JSON Formatter is part of PixHaul — a small set of browser-based tools we built because most of the “free online” alternatives are slow, ad-laden, and upload your files before they’ll process them. PixHaul does none of that.
JSON Formatter in four steps.
- 1
Paste your JSON
Drop any JSON into the input panel. Even invalid JSON — we’ll tell you exactly what’s wrong.
- 2
Pick an indent
2 spaces is the default and matches most linters. 4 spaces is common in Python configs. Min produces the smallest possible single-line JSON.
- 3
Format or minify
Format pretty-prints with your chosen indent. Minify strips all whitespace to one compact line, useful for embedding in JSON-in-string contexts.
- 4
Copy or download
Copy puts it on your clipboard. Download saves a data.json file. The Valid JSON badge confirms it parses.

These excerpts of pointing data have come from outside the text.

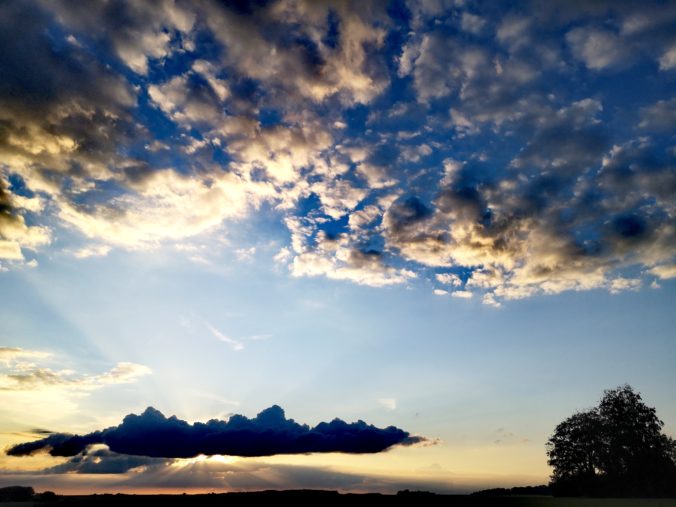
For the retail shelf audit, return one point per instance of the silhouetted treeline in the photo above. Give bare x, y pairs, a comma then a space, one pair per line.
616, 449
516, 491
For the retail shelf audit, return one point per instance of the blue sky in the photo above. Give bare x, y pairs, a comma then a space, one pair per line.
455, 218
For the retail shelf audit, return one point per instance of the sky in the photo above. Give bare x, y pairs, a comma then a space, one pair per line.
363, 246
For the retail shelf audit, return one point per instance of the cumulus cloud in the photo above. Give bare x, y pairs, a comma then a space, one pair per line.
151, 434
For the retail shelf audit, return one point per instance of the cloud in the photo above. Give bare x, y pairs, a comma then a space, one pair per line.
235, 344
151, 434
98, 459
598, 49
28, 377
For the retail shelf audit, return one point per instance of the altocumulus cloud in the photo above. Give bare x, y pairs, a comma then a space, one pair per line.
153, 435
394, 140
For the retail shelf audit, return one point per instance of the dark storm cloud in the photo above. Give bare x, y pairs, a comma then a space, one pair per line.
151, 434
102, 461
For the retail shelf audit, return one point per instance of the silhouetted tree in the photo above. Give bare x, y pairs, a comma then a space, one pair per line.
615, 449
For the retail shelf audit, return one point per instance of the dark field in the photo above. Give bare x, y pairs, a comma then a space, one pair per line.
330, 497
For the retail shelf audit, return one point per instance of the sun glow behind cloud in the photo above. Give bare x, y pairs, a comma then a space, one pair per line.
211, 207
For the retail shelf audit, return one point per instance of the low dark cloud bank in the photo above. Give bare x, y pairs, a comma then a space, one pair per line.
270, 432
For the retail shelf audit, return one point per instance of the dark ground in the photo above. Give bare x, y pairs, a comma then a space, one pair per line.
331, 497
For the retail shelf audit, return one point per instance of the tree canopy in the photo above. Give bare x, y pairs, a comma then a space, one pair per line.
614, 449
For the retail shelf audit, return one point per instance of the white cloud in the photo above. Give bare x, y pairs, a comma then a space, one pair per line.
235, 344
388, 403
665, 271
598, 49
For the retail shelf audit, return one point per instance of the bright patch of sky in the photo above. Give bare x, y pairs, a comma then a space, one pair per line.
453, 217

Questions, asked & answered.
Why won’t my JSON validate?
The most common causes are: trailing commas (not allowed in strict JSON), single quotes instead of double quotes, unquoted property names, and curly quotes pasted from a Word document. The error message includes a line and column to help you find it.

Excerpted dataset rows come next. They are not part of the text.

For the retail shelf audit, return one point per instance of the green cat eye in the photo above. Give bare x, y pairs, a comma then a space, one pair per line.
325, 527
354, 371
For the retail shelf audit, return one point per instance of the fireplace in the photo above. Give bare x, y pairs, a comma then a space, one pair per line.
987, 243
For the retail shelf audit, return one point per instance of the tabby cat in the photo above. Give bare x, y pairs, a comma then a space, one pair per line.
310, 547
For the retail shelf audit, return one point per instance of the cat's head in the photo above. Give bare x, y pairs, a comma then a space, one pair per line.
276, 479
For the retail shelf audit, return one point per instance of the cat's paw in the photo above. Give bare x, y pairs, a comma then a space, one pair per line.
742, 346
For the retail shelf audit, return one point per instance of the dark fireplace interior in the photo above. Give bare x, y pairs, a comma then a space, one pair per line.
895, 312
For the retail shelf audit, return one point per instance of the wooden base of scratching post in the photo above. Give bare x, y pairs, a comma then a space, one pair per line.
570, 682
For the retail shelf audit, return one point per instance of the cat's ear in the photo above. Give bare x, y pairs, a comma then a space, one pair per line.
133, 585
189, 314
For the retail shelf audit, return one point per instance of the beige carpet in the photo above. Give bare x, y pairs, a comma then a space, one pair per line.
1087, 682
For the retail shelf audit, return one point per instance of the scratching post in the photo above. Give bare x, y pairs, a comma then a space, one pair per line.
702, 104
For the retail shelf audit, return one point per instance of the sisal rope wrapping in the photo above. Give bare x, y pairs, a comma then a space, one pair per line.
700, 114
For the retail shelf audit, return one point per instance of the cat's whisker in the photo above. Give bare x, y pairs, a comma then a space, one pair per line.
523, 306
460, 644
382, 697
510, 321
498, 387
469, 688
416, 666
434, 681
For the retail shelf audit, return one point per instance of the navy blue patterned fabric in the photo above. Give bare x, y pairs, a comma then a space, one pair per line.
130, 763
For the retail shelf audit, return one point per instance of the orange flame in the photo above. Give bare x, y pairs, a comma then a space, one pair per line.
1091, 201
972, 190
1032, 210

Is my data uploaded anywhere?
No. Formatting and parsing both happen in your browser using the built-in JSON.parse and JSON.stringify functions. Your data never leaves your device.

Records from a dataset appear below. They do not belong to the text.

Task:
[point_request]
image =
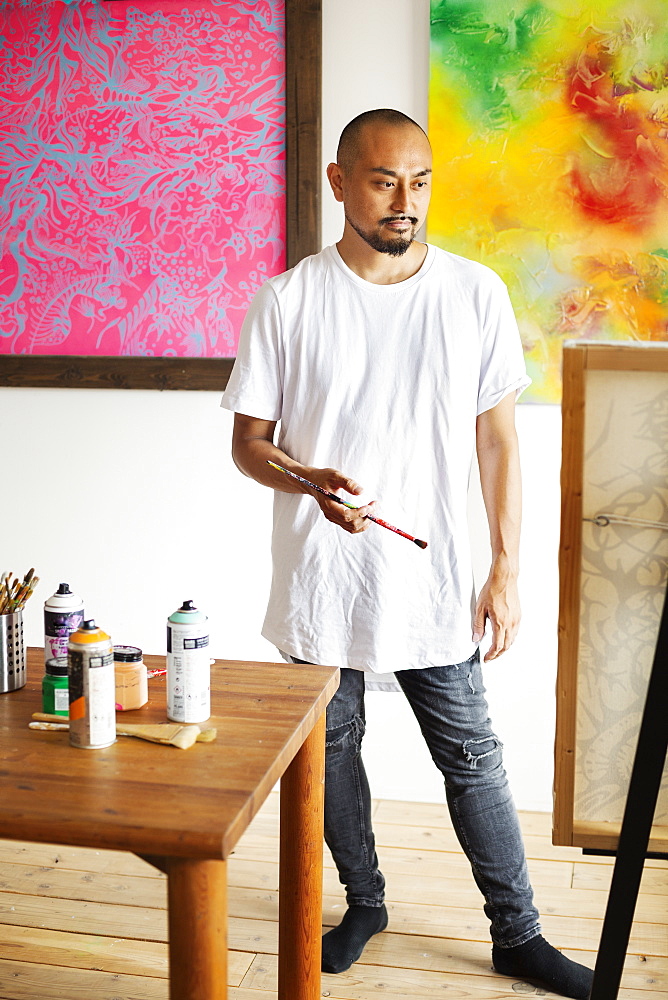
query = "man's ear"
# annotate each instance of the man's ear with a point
(335, 178)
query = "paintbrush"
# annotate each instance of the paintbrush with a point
(333, 496)
(172, 734)
(15, 593)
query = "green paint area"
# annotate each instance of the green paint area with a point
(491, 52)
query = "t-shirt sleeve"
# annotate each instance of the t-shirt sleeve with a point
(502, 367)
(256, 383)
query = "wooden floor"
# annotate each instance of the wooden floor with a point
(88, 925)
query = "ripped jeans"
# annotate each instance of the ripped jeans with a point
(450, 706)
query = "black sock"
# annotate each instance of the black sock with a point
(344, 944)
(539, 961)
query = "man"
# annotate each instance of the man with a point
(387, 362)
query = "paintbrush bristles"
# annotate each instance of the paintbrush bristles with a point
(14, 593)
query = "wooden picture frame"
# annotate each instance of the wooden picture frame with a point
(613, 565)
(303, 54)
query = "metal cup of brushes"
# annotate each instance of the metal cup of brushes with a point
(13, 595)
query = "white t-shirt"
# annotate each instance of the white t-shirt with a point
(384, 383)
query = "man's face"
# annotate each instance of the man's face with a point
(386, 191)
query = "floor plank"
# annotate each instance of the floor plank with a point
(77, 924)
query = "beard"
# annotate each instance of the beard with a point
(396, 247)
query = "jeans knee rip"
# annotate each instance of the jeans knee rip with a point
(348, 735)
(477, 750)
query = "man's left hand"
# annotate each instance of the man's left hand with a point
(499, 602)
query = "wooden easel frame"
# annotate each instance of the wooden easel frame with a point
(579, 358)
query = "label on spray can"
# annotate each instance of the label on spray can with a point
(63, 614)
(92, 688)
(188, 665)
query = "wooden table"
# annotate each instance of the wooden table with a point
(184, 810)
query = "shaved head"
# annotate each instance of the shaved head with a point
(350, 142)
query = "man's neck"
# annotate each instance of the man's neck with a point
(379, 268)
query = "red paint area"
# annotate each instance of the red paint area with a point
(622, 178)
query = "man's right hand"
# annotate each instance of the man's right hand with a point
(253, 446)
(332, 480)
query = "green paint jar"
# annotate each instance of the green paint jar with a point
(55, 688)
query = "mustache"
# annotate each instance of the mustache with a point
(400, 218)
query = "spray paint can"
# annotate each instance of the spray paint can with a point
(90, 660)
(63, 614)
(188, 665)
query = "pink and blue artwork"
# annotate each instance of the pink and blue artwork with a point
(142, 173)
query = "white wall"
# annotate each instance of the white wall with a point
(132, 497)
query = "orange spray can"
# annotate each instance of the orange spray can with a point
(90, 663)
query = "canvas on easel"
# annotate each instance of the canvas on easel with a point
(613, 565)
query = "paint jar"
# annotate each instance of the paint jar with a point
(131, 678)
(55, 687)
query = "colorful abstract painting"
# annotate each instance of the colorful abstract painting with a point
(549, 120)
(142, 173)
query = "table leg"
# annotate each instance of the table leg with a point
(300, 888)
(197, 893)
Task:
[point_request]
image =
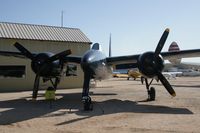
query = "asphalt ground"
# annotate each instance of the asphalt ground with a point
(118, 106)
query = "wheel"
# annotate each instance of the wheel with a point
(152, 94)
(88, 104)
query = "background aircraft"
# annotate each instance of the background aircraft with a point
(96, 65)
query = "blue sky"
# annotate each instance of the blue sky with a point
(135, 25)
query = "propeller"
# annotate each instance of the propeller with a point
(151, 64)
(158, 49)
(40, 62)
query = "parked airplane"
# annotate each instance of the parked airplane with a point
(96, 65)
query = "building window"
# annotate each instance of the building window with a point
(71, 70)
(12, 71)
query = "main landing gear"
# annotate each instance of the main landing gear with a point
(150, 90)
(87, 102)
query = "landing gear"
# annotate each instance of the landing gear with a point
(151, 94)
(87, 102)
(151, 91)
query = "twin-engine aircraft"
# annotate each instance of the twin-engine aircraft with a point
(96, 65)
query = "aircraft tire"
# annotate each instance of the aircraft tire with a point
(152, 94)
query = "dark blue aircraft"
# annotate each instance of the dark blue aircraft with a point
(96, 65)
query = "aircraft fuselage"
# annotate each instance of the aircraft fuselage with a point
(95, 62)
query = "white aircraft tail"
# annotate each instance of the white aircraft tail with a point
(172, 48)
(96, 46)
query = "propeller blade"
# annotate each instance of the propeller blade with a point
(166, 84)
(58, 56)
(36, 86)
(53, 58)
(24, 51)
(161, 42)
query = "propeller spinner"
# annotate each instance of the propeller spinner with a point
(151, 64)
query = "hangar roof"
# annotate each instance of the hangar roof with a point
(41, 32)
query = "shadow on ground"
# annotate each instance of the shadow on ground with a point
(21, 109)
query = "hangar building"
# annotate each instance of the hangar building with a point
(16, 73)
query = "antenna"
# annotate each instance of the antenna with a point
(62, 12)
(110, 51)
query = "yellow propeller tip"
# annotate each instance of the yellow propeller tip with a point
(33, 99)
(174, 94)
(167, 30)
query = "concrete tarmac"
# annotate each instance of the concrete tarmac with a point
(119, 106)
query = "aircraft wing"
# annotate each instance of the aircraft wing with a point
(181, 54)
(73, 59)
(166, 56)
(14, 54)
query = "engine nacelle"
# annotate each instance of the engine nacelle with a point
(149, 64)
(172, 48)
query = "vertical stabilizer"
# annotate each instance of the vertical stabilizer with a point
(110, 50)
(96, 46)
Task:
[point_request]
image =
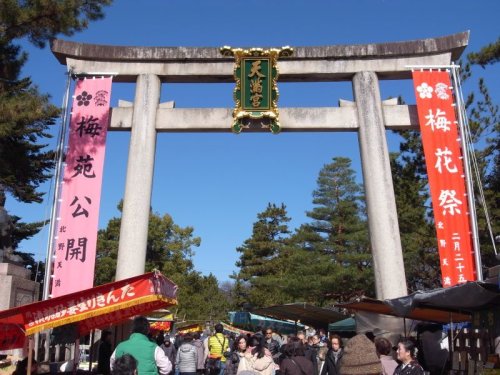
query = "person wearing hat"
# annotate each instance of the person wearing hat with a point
(384, 348)
(333, 356)
(170, 351)
(360, 357)
(407, 354)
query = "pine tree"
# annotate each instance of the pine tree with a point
(340, 221)
(170, 250)
(25, 113)
(261, 260)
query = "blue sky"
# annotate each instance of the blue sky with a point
(217, 183)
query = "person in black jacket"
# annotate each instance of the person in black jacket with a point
(272, 344)
(333, 356)
(105, 351)
(407, 354)
(237, 351)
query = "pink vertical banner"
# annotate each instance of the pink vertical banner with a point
(441, 143)
(76, 234)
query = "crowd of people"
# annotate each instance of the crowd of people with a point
(262, 353)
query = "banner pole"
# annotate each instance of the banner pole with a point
(55, 198)
(468, 175)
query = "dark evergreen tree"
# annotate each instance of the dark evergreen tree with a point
(261, 259)
(25, 113)
(169, 250)
(339, 220)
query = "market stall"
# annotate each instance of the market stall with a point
(474, 302)
(88, 309)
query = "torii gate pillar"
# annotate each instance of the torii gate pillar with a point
(388, 266)
(139, 182)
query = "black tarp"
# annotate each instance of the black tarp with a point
(454, 304)
(317, 317)
(465, 298)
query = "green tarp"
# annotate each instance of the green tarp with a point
(346, 325)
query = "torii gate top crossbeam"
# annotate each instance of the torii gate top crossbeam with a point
(308, 64)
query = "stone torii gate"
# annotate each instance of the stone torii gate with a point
(364, 65)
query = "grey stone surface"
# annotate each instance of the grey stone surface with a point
(383, 224)
(139, 181)
(16, 289)
(292, 119)
(455, 44)
(363, 64)
(307, 64)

Can it handle very large JSON files?
Yes — within your device’s memory. Files of several megabytes are usually no problem. Hundreds of megabytes may slow the browser depending on your machine.
What’s the difference between format and beautify?
They mean the same thing. PixHaul calls it Format. Some tools call it Beautify or Pretty-Print. All three apply consistent indentation and line breaks to make the JSON readable.
Can it sort keys alphabetically?
Not currently — keys are preserved in their original order. Alphabetical sort is on the roadmap.
Does it support JSON5 or JSONC (JSON with comments)?
Not in strict mode — those are non-standard extensions. We follow the official JSON spec exactly, which is what most APIs require.
Why does the minified version look different from a website API response?
Minified JSON has no whitespace at all but is functionally identical. Servers often add no whitespace either, so what you’re seeing is the same canonical form.